The two oils on canvas were similarly sized (the larger measured 16½ x 22in (43 x 56cm) and showed the Bute Ironworks at Rhymney.

Egyptian Revival

Established by the Marquis of Bute in 1824, the ironworks were designed by John Macculloch in an Egyptian Revival architectural style and were said to resemble the ruins of Dendera.

They were built on the west (Glamorgan) side of the river Rhymney, opposite the existing Rhymney Ironworks on the other side of the river. The two operated together from 1825 onwards producing 5500 tonnes of iron per year by the end of the 1820s.

These two pictures seemingly depicted the complex on both sides of the river.

For the Bute project, Macculloch originally planned for 24 furnaces but only six were built by 1839.
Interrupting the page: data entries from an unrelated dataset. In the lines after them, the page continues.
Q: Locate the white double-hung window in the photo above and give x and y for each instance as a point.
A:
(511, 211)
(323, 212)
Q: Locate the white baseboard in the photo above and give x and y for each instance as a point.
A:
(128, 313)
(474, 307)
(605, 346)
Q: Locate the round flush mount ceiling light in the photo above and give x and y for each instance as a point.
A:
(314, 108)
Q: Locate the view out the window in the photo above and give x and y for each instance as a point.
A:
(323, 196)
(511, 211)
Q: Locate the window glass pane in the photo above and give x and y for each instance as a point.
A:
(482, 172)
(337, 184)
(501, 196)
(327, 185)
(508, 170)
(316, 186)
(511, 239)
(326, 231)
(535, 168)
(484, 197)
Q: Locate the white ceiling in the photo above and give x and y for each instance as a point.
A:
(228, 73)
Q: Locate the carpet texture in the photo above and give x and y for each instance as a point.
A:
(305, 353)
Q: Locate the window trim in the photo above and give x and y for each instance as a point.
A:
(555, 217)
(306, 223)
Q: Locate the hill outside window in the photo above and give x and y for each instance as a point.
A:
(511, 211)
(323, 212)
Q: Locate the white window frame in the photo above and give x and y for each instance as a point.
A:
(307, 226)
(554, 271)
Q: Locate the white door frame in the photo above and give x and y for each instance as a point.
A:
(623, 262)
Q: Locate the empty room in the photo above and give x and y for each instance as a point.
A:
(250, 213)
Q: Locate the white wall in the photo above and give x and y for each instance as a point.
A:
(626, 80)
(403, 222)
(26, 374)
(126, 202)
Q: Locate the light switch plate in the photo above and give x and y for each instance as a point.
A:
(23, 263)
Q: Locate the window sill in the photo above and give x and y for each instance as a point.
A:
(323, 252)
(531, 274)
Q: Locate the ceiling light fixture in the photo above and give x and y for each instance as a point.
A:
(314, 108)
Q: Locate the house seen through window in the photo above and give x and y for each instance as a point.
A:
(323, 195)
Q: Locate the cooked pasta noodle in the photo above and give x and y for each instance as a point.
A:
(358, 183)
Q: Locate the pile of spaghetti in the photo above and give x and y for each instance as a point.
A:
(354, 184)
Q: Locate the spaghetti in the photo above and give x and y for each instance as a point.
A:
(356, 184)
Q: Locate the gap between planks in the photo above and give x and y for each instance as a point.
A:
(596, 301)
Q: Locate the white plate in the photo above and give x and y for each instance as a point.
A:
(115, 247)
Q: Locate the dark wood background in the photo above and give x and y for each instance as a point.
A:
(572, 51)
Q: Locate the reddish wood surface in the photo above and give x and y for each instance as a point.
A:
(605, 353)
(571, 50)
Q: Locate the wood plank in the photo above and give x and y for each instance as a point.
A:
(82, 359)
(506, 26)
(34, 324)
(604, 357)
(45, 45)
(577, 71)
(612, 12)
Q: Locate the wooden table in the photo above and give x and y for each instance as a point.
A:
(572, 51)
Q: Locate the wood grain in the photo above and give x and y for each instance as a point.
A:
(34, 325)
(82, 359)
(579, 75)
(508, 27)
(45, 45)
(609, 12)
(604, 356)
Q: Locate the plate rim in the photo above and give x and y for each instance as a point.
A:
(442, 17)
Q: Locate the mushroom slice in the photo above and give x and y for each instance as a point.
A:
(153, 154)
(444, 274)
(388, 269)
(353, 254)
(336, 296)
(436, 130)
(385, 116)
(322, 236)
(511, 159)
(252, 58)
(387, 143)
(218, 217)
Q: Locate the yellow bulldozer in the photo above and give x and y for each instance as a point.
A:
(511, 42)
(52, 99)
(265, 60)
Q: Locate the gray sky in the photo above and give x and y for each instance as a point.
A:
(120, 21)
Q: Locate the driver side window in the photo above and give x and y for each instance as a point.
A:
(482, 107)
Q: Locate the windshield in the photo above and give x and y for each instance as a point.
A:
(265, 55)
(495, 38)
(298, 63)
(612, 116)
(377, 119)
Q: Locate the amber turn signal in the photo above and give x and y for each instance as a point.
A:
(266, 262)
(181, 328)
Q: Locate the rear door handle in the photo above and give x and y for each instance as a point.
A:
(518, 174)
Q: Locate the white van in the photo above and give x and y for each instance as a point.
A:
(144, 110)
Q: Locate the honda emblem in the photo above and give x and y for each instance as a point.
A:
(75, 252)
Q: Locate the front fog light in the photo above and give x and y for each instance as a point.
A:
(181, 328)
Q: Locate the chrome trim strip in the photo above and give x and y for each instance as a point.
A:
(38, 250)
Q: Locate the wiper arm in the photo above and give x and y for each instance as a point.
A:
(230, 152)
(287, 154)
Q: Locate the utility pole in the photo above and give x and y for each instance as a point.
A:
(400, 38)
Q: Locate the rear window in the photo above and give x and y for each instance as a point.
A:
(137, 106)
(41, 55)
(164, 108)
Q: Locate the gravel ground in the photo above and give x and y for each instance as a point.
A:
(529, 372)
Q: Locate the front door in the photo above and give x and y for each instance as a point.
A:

Becoming known as ‘the Egyptian works’, the highly stylised design was much admired but images of the ironworks, which closed in 1891, showing how it looked in its heyday remain elusive (they are much rarer than those of the larger ironworks in south Wales such as Cyfarthfa, Dowlais and Tredegar for example).

Only a few photos from the 1870s showing particular sections are known, while a painted view of Rhymney by Penry Williams (1802-85) from c.1844 is also extant (now in the National Library of Wales).


One of the two pictures attributed to John Petherick of Lord Bute’s ironworks, Rhymney, south Wales – £15,000 at Dreweatts.

These paintings in Newbury, therefore, represented great rarities as together they showed seemingly all the key elements of the ironworks: the decorative façade in front of the boiler house chimney, the striking spherical blast regulator, the blast furnaces, the engine house, the bridge over the river, the forges and mills in the distance, as well as the discarded equipment and topographical details to the foreground of each work.

The artist was believed to be John Petherick (1788-1861), a painter born in south Wales near the Pen-y-Darren ironworks in Merthyr Tydfil, and who frequently depicted industrial scenes. The auction house offered the works as ‘attributed to John Petherick’ and gave them a £1500-2000 estimate.

Naturally the subject matter was highly appealing for collectors interested in Welsh art and Welsh social history and they drew ‘numerous’ Welsh bidders. The lot was eventually knocked down at £15,000 to an online bidder.